Persistent Proinflammatory Cytokine Profile in the Tear Fluid of Stable Keratoconus: Rethinking Clinical Quiescence.

Purpose: Keratoconus is traditionally classified as a noninflammatory corneal ectasia, despite growing evidence suggesting an underlying inflammatory component. This study evaluates whether patients with stable keratoconus exhibit persistent inflammatory activity in tear fluid compared to healthy controls.

Methods: Cross-sectional case-control study. Keratoconus progression was evaluated using tomographic and clinical criteria. Tear fluid samples were collected under standardized conditions and concentrations of nine cytokines (IFN-γ, IL-1β, IL-2, IL-4, IL-6, IL-10, IL-12p70, IL-17A, and TNF-α) were quantified using a multiplex assay. Group comparisons, correlation analyses, and receiver operating characteristic (ROC) curves were performed to evaluate cytokine expression and network behavior.

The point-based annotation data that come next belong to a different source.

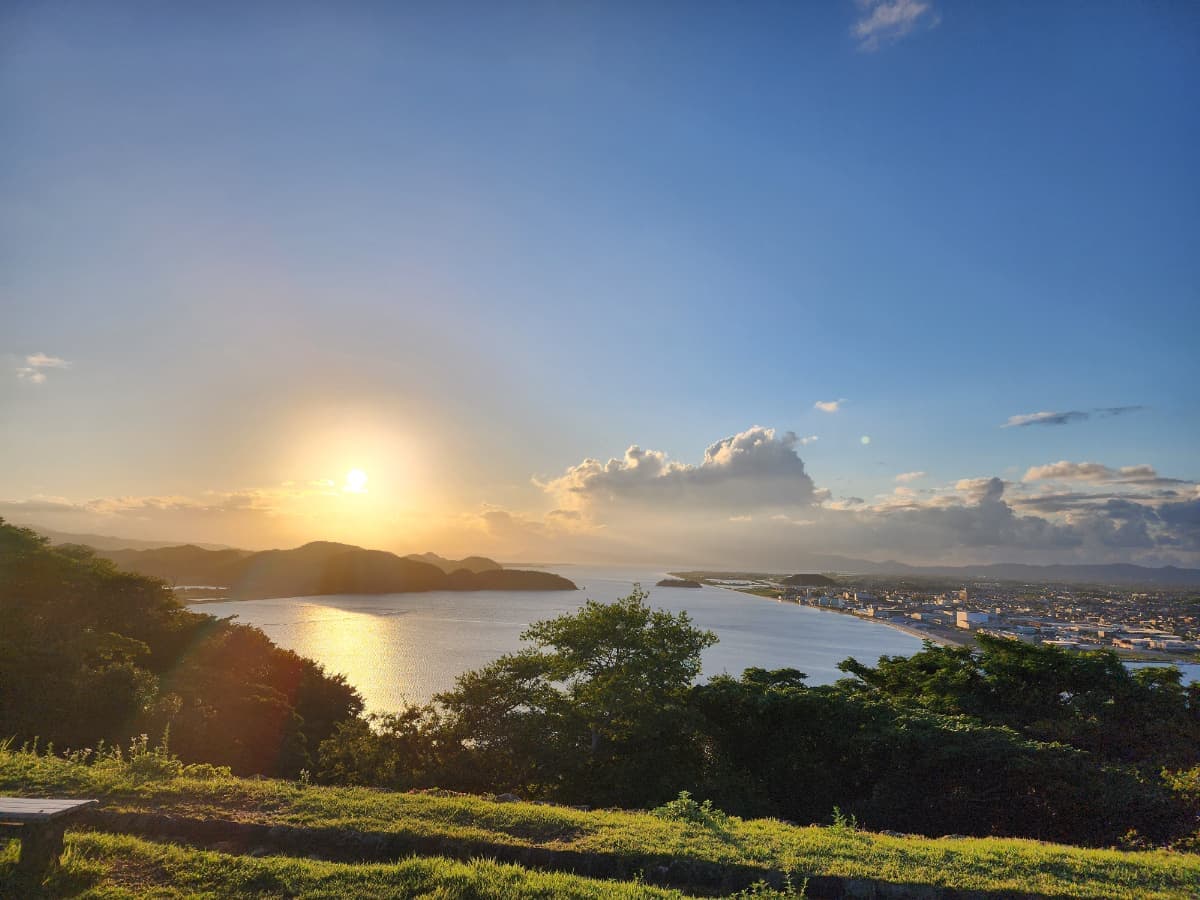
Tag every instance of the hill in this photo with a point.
(285, 839)
(107, 541)
(474, 564)
(808, 581)
(322, 568)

Results: A total of 23 stable keratoconus patients and 25 age-matched healthy controls were included. The stable keratoconus group exhibited significantly elevated levels of tear fluid inflammatory cytokines compared to controls (all P < 0.05, except IL-2). Spearman correlation heatmaps revealed a coordinated cytokine network in the keratoconus group, suggesting persistent immunological activation despite clinical quiescence. No significant correlations were observed between cytokine levels and keratoconus staging indices. ROC analysis indicated moderate discriminatory performance of IL-6 (area under the curve = 0.68).

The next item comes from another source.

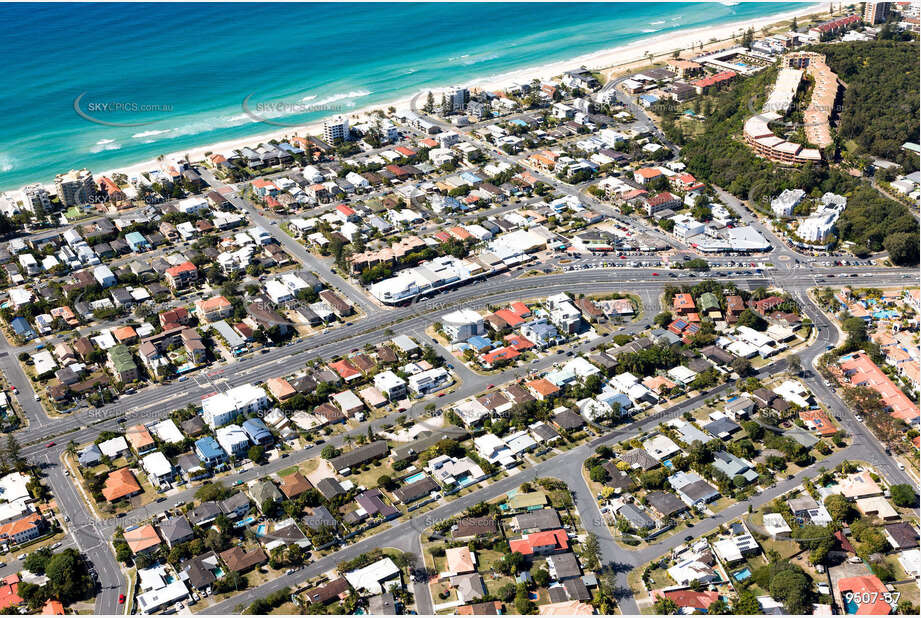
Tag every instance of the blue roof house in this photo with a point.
(257, 432)
(22, 328)
(210, 452)
(137, 242)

Conclusions: Even clinically stable keratoconus is associated with a distinct proinflammatory tear fluid cytokine profile, challenging the traditional paradigm of keratoconus as a noninflammatory disease. These findings highlight the potential utility of tear fluid-based inflammatory biomarkers in keratoconus and suggest inflammation may persist independently of clinical progression.

Translational relevance: This study highlights the potential role of tear-based inflammatory biomarkers for monitoring disease activity, understanding keratoconus pathophysiology and guiding adjunctive anti-inflammatory therapies in keratoconus beyond structural stabilization.